COURTING WOODCOCKS AND SNIPE
American woodcocks and Wilson's snipe are inland sandpipers that have several characteristics in common. Both kinds are camouflaged in their respective habitats, making them hard to spot. Both species have chunky bodies and long, straight beaks they use to probe in soil and mud after invertebrates to eat. Each kind has sensory receptors on the tips of their bills to detect prey underground. I see both these species at some time of the year in Lancaster County, Pennsylvania. Females of both species lay four eggs in a clutch laid on the ground. Chicks of these species hatch fluffy, camouflaged and ready to move about and feed themselves. And both kinds have intriguing, aerial courtship displays that attract females of each kind to mate and raise young, and discourage rival males of each species. Those courtship displays also make these species appealing to us.
Male woodcocks start courting in Pennsylvania during warmer evenings in late February and continue most evenings, at sunset, into early May. About sunset, each male woodcock flies up from a dead-leaf- carpeted, successional woodland floor and out to a bare spot of ground in a nearby abandoned field. There he stands with his long bill on his chest and vocally "beeps" for about a minute. Then he takes off in swift, spiraling flight up and up, his wings whistling rhythmically all the while. At the height of his flight, he vocally sings, "tu, tu, tu, tu", over and over, while floating high on the wind. Then he plunges to that same bare spot in a field, or another one, and starts his routine again, and again. Only hunger or a receptive female woodcock releases him from his commitment to his intriguing, aerial displays.
Woodcocks nest on successional woodland floors in eastern North America. Their feather colors and patterns blend them into the dead-leaf covering of those woods floors to protect them where they live, probe for invertebrates in the loose, rich soil, and raise offspring.
Male Wilson's snipe also perform interesting aerial, courtship displays over moist, short-grass habitats, such as meadows. There breeding range includes Canada up to the Hudson Bay, Alaska and the very northern strip of the United States. Each snipe circles and dives over his nesting territory, often climbing high in the process. He flares his tail feathers as he ascends, causing air to rush over them, which creates a whirring, haunting "hu, hu, hu, hu, hu." That ethereal, winnowing sound is the best part of snipe courtship displays, well worth listening to.

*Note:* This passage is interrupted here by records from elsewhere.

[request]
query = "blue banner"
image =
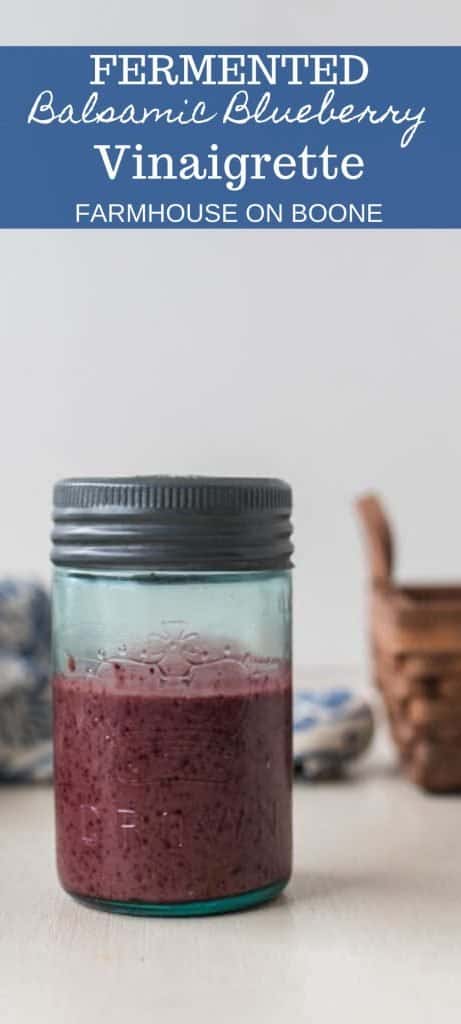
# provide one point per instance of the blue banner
(297, 137)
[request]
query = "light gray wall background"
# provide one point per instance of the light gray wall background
(331, 358)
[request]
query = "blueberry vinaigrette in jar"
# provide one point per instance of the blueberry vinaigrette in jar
(172, 691)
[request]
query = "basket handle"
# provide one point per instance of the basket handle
(378, 538)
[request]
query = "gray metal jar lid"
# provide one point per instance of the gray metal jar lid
(172, 522)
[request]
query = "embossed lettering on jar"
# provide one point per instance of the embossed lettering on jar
(172, 691)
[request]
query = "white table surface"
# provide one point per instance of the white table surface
(368, 932)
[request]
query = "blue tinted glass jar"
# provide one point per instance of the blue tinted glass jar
(172, 692)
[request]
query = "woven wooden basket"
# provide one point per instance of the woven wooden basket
(416, 651)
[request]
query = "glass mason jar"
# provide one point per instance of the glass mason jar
(172, 692)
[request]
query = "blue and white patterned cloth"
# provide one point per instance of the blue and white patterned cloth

Each female snipe nests on the ground, near water, in a short-grass habitat. Their feather coloring and pattern blends them into the color of bare ground along streams and ponds where they poke for invertebrates to ingest.
These inland sandpipers each have their own habitat, woodcocks in the woods and snipe in wet meadows. Having their own niche greatly reduces competition for invertebrate food between these species. And each kind of sandpiper has its own courtship display to attract females of each kind for mating and raising chicks. As always, nature, created by God, is absolutely wonderful.